Jiaxin Shi , Max Planck Institute or Demographic Research
José Manuel Aburto, CPop, University of Southern Denmark
Pekka Martikainen, University of Helsinki
Lasse Tarkiainen, University of Helsinki
Alyson A. Van Raalte, Max Planck Institute for Demographic Research (MPIDR)
The study of the mortality differences in social groups has traditionally focused on factors such as life expectancy and mortality rates. These indices can give us insights into how social characteristics is linked with mortality. But more insights can be gained by examining differences in age-at-death distributions between social groups. Here we measure the degree of overlap in the age-at-death distributions – mortality stratification – to capture important between-group differences that conventional life expectancy comparisons miss.
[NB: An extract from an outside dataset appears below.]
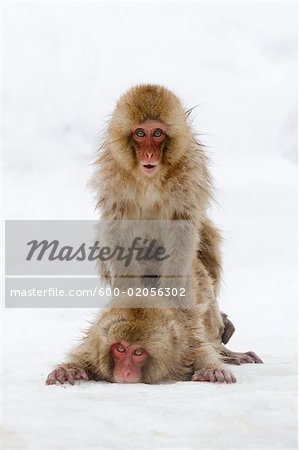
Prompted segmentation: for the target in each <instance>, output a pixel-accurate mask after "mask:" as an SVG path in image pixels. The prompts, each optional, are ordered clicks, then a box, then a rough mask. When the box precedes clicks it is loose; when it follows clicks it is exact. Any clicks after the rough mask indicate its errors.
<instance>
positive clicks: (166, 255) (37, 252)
mask: <svg viewBox="0 0 299 450" xmlns="http://www.w3.org/2000/svg"><path fill="white" fill-rule="evenodd" d="M27 245H28V246H30V250H29V252H28V255H27V257H26V261H31V260H32V259H33V258H34V257H35V258H36V259H37V261H41V260H42V259H43V258H44V257H45V258H48V260H49V261H56V260H59V261H72V260H73V259H76V260H77V261H86V260H88V261H98V260H99V261H109V260H113V259H114V258H115V259H116V260H117V261H124V265H125V267H128V266H129V265H130V263H131V261H132V259H133V257H134V254H135V259H136V261H151V260H154V261H157V262H161V261H165V260H166V259H168V258H170V255H166V254H165V253H166V249H165V247H163V246H157V240H156V239H152V240H151V241H150V242H149V241H148V239H142V238H141V237H136V238H134V240H133V242H132V245H131V246H130V247H129V248H128V249H125V248H124V247H121V246H119V245H117V246H116V247H115V248H111V247H105V246H103V247H101V246H100V243H99V241H95V243H94V244H93V245H91V246H88V245H87V244H86V243H82V244H81V245H80V246H79V247H78V248H77V249H76V248H74V247H71V246H69V245H64V246H62V245H61V244H60V242H59V241H58V240H54V241H52V242H49V241H47V240H43V241H40V242H39V241H37V240H36V239H35V240H32V241H30V242H27Z"/></svg>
This stratification can reveal the extent to which the two groups experience unique mortality regimes and experience of social lives. However, mortality stratification, and its relationship with life expectancies, is not well studied. We focus on five income groups in Finland, conditional on surviving to 30 and based on the Finnish registry data. We find that both stratification and difference in life expectancies in these groups increased substantially from 1996 to 2005. In more recent years, the difference in life expectancies declined, whereas stratification stagnated. This could be explained by the increase in lifespan standard deviation among the lowest income group. Our decomposition analyses suggest that the most effective way to reduce mortality stratification is to reduce the low income group’s deaths in ages between 50 and 74. Because mortality stratification reflects differences in both life expectancy and age-at-death variability, it provides a useful summary measure of mortality differences between social groups.